There is absolutely no warranty for GDB. Type "show warranty" for details.
This GDB was configured as "x86_64-apple-darwin"...
gdb$ add-symbol-file /Library/Developer/KDKs/KDK_10.11.5_15F34.kdk/System/Library/Kernels/kernel.dSYM/
Added dsym "/Library/Developer/KDKs/KDK_10.11.5_15F34.kdk/System/Library/Kernels/kernel.dSYM/" to "/Library/Developer/KDKs/KDK_10.11.5_15F34.kdk/System/Library/Kernels/kernel.dSYM/Contents/Resources/DWARF/kernel".
gdb$ source ~/repo/kgmacros/kgmacros_mavericks
Loading Kernel GDB Macros package. Type "help kgm" for more info.
/Users/diff/repo/kgmacros/kgmacros_mavericks:6745: Error in sourced command file:
No symbol "ctrace_stack_size" in current context.
gdb$ target remote localhost:8864
[New thread 1]
warning: Error 268435459 getting port names from mach_port_names
[Switching to process 1 thread 0x0]
0xffffff801f7a25b8 in ?? ()
RAX: 0x0000000000000000 RBX: 0x000000000000FFFF RBP: 0xFFFFFF8059AB3E10 RSP: 0xFFFFFF8059AB3DF0 o d i t s z a P c
RDI: 0xFFFFFF801FE2D120 RSI: 0x0000000000000002 RDX: 0x00000000000000BC RCX: 0x000000000000FFFF RIP: 0xFFFFFF801F7A25B8
R8 : 0x0000000000000001 R9 : 0xFFFFFF8021D4A5D0 R10: 0xFFFFFF8059B05000 R11: 0xFFFFFF8059B15000 R12: 0xFFFFFF801FE2D150
R13: 0x000000000000000A R14: 0x0000000000000001 R15: 0x0000000000000000
CS: 0008 DS: 0000 ES: 0000 FS: 0000 GS: 0000 SS: 0010
0xffffff801f7a25b8: 83 3d d9 d2 75 00 00 cmp DWORD PTR [rip+0x75d2d9],0x0 # 0xffffff801feff898
0xffffff801f7a25bf: 0f 85 7b ff ff ff jne 0xffffff801f7a2540
0xffffff801f7a25c5: b8 01 00 00 00 mov eax,0x1
0xffffff801f7a25ca: f0 48 29 05 ce d2 75 00 lock sub QWORD PTR [rip+0x75d2ce],rax # 0xffffff801feff8a0
0xffffff801f7a25d2: 48 83 c4 08 add rsp,0x8
0xffffff801f7a25d6: 5b pop rbx
0xffffff801f7a25d7: 41 5e pop r14
0xffffff801f7a25d9: 41 5f pop r15
Kernel is located in memory at 0xffffff801f600000 with uuid of 749F71AC-4136-320E-8416-570E59A180B4
Kernel slid 0x1f400000 in memory.
Current language: auto; currently minimal

Awesome! Now we have a fully functional MacOS guest and a host connected with a debugger. Haven’t had any issues with disconnects yet while using gdb. It also might be worth noting that many people have said you can also connect lldb to this debugStub using it’s gdb-remote command using the command (lldb) gdb-remote localhost:8864.

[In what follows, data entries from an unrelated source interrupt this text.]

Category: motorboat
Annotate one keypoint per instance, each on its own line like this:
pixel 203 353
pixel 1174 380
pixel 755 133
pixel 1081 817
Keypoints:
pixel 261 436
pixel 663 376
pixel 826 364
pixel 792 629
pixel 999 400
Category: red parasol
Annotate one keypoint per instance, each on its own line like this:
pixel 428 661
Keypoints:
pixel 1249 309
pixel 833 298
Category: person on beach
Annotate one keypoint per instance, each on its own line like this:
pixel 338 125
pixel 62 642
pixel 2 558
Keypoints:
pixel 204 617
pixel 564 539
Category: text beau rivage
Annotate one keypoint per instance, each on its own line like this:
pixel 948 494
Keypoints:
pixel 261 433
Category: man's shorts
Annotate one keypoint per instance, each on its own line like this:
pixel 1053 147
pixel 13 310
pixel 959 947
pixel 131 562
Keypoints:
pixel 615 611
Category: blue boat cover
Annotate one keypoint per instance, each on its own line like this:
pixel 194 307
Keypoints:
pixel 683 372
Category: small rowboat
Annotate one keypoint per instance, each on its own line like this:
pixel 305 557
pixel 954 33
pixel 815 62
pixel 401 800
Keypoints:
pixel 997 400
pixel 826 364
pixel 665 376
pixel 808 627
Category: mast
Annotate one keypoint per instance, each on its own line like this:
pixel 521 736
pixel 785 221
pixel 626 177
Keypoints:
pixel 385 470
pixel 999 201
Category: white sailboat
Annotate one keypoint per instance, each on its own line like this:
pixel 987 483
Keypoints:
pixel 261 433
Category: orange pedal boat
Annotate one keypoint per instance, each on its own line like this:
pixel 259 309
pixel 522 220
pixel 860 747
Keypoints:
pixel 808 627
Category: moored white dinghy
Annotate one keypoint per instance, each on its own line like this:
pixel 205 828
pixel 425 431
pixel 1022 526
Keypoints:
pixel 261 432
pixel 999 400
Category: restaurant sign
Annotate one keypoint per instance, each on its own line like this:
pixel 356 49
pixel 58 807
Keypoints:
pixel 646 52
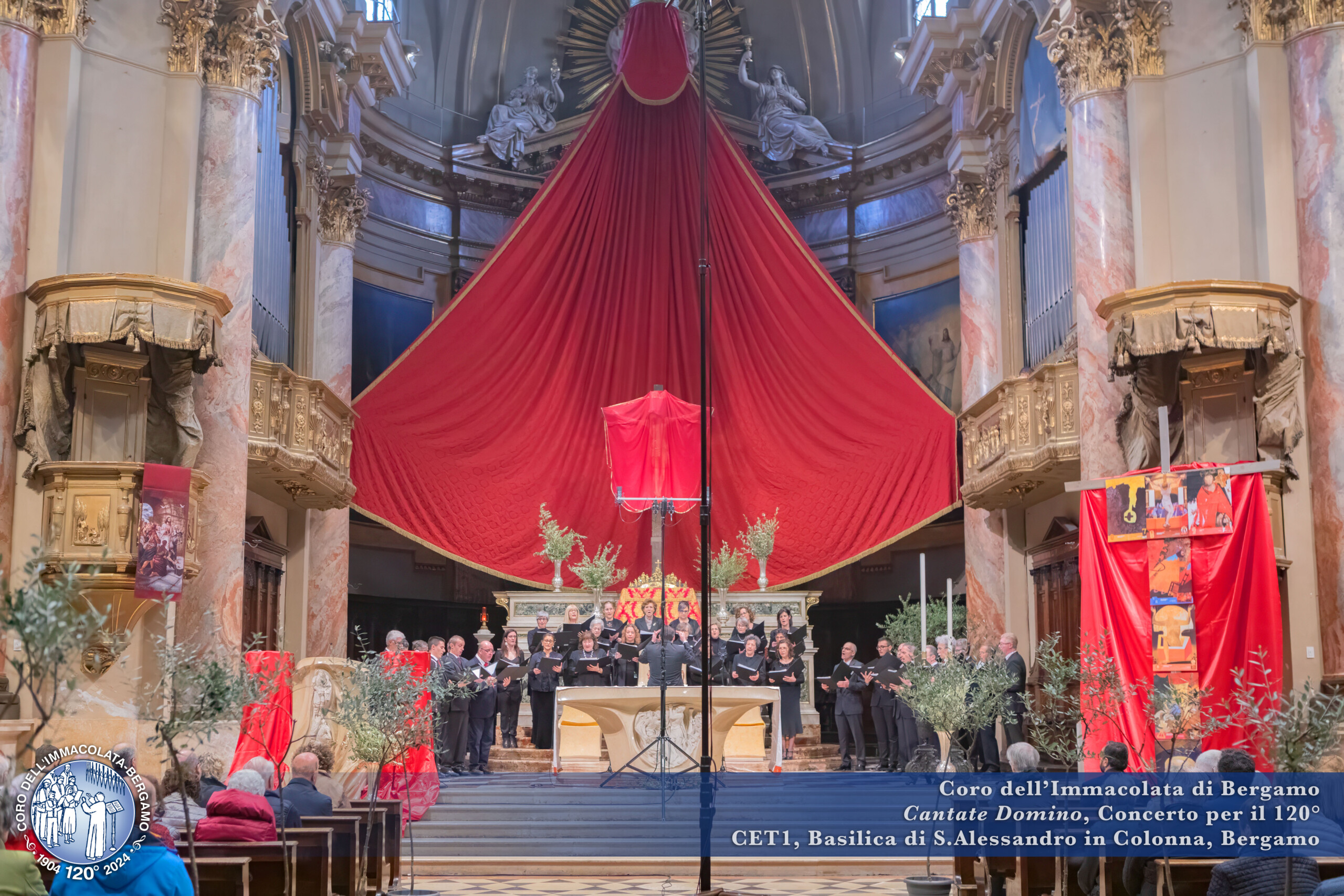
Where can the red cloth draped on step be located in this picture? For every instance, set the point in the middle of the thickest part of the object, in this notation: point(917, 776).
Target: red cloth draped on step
point(1237, 606)
point(268, 726)
point(414, 777)
point(592, 301)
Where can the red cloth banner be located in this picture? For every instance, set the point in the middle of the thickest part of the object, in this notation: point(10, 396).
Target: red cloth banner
point(269, 726)
point(162, 536)
point(412, 778)
point(1234, 586)
point(591, 301)
point(654, 450)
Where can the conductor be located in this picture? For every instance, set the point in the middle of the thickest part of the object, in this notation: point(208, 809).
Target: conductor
point(678, 656)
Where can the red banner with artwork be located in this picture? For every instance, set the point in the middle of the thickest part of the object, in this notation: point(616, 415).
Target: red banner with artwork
point(162, 536)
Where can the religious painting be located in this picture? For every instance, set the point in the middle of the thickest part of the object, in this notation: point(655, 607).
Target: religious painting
point(1127, 508)
point(924, 328)
point(1174, 637)
point(162, 537)
point(1164, 505)
point(1177, 703)
point(1210, 496)
point(1168, 571)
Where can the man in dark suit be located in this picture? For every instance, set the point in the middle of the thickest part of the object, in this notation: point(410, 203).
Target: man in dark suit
point(454, 749)
point(850, 708)
point(884, 704)
point(1018, 667)
point(301, 792)
point(483, 708)
point(908, 730)
point(676, 657)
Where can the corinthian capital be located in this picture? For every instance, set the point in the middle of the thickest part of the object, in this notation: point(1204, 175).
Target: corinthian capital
point(1102, 46)
point(233, 44)
point(343, 213)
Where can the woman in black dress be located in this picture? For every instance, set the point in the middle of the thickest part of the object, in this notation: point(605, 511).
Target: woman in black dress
point(588, 672)
point(750, 659)
point(791, 695)
point(541, 683)
point(648, 623)
point(625, 673)
point(511, 696)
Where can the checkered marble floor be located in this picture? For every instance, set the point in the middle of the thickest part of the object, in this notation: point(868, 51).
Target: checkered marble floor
point(659, 886)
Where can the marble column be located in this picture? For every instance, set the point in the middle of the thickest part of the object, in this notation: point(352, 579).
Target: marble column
point(1104, 265)
point(212, 608)
point(982, 370)
point(18, 88)
point(1316, 90)
point(328, 531)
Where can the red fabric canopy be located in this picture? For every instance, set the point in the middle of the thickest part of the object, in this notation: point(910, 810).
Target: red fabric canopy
point(268, 727)
point(591, 301)
point(1235, 598)
point(654, 450)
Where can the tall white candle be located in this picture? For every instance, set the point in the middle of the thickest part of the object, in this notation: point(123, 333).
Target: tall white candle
point(924, 608)
point(949, 608)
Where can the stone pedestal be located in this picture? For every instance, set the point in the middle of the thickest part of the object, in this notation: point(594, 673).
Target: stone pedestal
point(212, 610)
point(18, 87)
point(1104, 265)
point(1316, 70)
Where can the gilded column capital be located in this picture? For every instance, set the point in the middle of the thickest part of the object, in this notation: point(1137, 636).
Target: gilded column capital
point(1101, 47)
point(340, 210)
point(49, 16)
point(972, 203)
point(1284, 19)
point(232, 44)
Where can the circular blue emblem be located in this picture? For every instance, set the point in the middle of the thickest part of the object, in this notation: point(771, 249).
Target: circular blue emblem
point(82, 812)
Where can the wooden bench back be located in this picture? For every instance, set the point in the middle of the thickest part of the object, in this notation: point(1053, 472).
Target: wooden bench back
point(344, 849)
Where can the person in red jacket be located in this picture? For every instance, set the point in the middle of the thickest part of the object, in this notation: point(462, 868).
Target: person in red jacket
point(239, 813)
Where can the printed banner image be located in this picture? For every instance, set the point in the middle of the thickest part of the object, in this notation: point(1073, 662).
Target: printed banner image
point(1127, 511)
point(1170, 579)
point(162, 537)
point(1164, 500)
point(836, 815)
point(1210, 498)
point(1174, 637)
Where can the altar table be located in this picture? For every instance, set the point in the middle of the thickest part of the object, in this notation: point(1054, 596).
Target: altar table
point(581, 714)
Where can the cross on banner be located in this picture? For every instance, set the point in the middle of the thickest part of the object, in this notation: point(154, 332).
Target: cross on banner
point(1167, 510)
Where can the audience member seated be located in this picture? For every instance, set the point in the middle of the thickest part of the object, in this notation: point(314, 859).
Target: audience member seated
point(301, 792)
point(175, 817)
point(326, 784)
point(1208, 761)
point(1023, 757)
point(19, 873)
point(286, 813)
point(239, 813)
point(150, 870)
point(212, 770)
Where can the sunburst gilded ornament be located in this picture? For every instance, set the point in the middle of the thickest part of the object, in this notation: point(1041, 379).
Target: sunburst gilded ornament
point(594, 38)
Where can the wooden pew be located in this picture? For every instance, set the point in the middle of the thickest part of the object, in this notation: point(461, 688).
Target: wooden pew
point(344, 849)
point(267, 866)
point(1191, 876)
point(392, 836)
point(313, 860)
point(374, 837)
point(224, 876)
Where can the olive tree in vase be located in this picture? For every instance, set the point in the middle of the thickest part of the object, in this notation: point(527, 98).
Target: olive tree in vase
point(759, 539)
point(558, 544)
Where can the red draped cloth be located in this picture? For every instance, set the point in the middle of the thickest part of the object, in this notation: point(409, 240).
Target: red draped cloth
point(1235, 597)
point(591, 301)
point(413, 778)
point(269, 726)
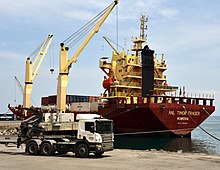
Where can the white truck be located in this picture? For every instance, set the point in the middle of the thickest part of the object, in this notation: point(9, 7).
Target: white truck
point(88, 133)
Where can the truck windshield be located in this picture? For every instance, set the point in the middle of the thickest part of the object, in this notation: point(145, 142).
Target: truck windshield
point(104, 127)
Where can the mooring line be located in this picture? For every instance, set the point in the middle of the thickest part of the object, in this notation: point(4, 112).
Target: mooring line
point(200, 126)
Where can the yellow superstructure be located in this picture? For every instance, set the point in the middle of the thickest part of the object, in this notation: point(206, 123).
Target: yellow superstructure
point(66, 63)
point(124, 72)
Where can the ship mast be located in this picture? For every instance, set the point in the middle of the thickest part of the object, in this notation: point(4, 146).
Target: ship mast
point(138, 41)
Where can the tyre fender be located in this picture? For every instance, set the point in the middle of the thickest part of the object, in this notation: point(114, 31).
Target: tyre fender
point(37, 141)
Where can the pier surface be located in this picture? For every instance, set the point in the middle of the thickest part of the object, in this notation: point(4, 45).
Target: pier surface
point(15, 158)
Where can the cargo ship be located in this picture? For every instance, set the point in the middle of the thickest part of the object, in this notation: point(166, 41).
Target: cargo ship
point(138, 98)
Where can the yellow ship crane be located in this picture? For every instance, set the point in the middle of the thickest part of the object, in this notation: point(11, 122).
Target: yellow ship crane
point(32, 69)
point(66, 63)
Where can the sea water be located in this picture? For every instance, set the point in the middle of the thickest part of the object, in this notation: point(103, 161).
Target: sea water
point(200, 141)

Afterthoughts - something very wrong might be lurking in my set up and may have been causing the udp issues with the kernel debugger, especially since I can’t really find anyone else discussing this problem. I was also loaded on pain medication due to a motorcycle accident, so it is extremely likely that I misread something or came up with my solutions in backwards ways. Regardless, this seems to have worked. Discussing this on twitter and slack with a few people, it seems like many others rely on the VMWare debugStub - though @i0n1c disagrees with me and said there must be something wrong with my setup. He is probably correct. If I end up solving the underlying issue, I will post the solution here. This blog was primarily just to serve as a culmination of all the random things I ended up trying to get this to work so I don’t have to go through the pain again. Hopefully someone else finds this useful!

Special thanks to @tamakikusu, @OngEmil and all of @RedNagaSec for your assistance both in knowledge, editing and insults to keep the world humble.